I recently added a new domain (managed in aws route 53) to my portfolio. Now I am using a Kubernetes cluster and the cert manager to manage my certificates with letsencrypt. Basically this is my setup

• Cert Manager installed in namespace cluster-manager (as described in cert manager documentation with helm)
• ClusterIssuer using an htt01 -> ingress -> nginx solver
• Ingress with my currently 3 hosts

Now my problem is that for one of the 3 domains my order with letsencrypt is stuck in pending. Describing the order gives me the following output

#...
Challenges:
      Token:        my-token
      Type:         http-01
      URL:          https://acme-v02.api.letsencrypt.org/acme/chall-v3/xxxx/yyyy
      Token:        my-token
      Type:         dns-01
      URL:          https://acme-v02.api.letsencrypt.org/acme/chall-v3/xxxx/yyyy
      Token:        my-token
      Type:         tls-alpn-01
      URL:          https://acme-v02.api.letsencrypt.org/acme/chall-v3/xxxx/yyyy
    Identifier:     my-domain.com
    Initial State:  pending
    URL:            https://acme-v02.api.letsencrypt.org/acme/authz-v3/xxxx
    Wildcard:       false

My already present domains both are presented with initial state valid and if I remove the new domain certificates are issued as expected.
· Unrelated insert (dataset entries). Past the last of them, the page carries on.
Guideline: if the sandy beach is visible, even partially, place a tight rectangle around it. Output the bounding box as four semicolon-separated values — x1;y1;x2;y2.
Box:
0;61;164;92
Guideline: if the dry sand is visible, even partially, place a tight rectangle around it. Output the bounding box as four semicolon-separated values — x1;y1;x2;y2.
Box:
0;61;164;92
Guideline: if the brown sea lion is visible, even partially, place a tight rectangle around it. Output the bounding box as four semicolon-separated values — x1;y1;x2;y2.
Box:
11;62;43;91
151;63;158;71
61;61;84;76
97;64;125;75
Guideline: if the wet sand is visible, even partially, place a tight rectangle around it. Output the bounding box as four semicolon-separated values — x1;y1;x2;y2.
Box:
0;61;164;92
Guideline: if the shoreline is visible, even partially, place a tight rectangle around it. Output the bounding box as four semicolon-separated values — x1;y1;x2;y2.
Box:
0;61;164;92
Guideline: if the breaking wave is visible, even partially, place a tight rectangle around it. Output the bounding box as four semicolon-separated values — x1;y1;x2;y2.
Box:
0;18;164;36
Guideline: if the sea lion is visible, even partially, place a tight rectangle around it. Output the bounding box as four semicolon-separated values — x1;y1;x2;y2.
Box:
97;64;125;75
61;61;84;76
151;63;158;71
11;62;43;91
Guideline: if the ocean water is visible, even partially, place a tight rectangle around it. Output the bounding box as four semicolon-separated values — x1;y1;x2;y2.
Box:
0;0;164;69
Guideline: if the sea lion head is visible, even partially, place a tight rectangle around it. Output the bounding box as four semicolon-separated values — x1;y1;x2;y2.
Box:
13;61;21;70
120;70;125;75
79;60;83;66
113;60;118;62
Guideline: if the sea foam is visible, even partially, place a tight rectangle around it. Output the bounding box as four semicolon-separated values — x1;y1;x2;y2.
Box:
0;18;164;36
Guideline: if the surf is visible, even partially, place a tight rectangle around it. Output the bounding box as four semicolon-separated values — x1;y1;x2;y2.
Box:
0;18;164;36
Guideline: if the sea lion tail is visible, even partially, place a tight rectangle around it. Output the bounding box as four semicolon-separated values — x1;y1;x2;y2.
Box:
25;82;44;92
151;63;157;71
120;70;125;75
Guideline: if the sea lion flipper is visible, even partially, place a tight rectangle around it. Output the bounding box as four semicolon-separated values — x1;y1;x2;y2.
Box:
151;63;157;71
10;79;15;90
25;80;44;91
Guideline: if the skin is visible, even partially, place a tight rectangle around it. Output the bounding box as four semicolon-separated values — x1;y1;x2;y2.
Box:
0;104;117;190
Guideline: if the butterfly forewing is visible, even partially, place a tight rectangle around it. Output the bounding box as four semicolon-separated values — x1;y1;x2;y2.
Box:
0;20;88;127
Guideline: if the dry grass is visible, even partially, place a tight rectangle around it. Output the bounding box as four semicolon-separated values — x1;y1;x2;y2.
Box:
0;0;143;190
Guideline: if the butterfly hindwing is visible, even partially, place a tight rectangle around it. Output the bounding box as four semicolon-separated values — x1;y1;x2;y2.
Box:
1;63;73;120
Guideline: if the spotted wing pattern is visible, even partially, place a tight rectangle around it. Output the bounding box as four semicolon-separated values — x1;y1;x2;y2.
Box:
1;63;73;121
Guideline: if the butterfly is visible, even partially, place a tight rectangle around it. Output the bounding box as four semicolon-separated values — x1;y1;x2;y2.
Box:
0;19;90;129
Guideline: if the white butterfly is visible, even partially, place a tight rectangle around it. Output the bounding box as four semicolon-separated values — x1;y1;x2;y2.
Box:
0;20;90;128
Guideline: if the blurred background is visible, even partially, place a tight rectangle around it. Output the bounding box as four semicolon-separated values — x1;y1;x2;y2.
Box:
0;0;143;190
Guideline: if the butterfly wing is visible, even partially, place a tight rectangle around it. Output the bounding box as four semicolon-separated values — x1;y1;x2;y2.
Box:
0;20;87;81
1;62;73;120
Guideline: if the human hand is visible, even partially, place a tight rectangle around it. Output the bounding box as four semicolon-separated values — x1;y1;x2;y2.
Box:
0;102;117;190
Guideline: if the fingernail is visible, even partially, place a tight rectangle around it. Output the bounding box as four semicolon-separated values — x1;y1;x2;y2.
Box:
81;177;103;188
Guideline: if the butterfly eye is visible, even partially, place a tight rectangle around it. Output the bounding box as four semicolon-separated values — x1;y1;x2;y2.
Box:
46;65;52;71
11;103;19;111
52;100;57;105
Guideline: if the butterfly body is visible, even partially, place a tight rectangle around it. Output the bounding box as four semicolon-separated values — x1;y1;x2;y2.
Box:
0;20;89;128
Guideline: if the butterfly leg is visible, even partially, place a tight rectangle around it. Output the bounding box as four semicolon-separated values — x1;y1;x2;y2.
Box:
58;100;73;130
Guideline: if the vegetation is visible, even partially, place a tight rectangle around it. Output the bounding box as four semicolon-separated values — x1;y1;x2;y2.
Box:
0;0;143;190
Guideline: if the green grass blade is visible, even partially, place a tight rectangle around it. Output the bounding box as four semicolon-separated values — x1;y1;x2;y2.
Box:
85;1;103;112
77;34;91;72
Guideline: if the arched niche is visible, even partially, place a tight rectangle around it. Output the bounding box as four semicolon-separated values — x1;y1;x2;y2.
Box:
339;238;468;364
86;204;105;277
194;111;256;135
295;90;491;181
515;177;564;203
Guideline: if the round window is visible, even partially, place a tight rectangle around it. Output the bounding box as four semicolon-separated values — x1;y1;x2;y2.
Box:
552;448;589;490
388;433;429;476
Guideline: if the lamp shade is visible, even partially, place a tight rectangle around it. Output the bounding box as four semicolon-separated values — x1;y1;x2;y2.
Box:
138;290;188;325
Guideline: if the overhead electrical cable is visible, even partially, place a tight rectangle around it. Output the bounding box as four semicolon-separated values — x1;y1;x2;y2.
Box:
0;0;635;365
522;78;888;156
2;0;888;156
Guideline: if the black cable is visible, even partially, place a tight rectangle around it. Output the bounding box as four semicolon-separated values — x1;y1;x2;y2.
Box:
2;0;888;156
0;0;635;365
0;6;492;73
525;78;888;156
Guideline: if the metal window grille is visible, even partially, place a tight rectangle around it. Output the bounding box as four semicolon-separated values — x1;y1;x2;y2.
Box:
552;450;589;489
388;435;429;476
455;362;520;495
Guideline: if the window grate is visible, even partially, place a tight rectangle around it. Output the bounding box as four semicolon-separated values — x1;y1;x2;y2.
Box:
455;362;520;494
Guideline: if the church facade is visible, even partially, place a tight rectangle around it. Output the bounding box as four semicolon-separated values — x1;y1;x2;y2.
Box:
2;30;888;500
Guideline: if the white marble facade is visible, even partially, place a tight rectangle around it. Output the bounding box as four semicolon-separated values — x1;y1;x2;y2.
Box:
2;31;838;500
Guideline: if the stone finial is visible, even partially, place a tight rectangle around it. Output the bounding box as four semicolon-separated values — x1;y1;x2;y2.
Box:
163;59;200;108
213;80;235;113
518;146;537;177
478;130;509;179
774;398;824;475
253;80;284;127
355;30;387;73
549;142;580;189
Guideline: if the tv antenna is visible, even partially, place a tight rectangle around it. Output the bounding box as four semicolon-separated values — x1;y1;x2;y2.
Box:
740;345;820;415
After alot of digging I have now run out of ideas what the problem could be.

• my-host:80/.well-known/acme-challence/my-token is reachable
• i disabled ssl redirect to exclude a permanent redirect as the problem
• all three cert manager pods are running as expected

I didn't want to post all yaml files and logs as this would make this question explode but I'd be more than happy to update the answer with information that might be helpful.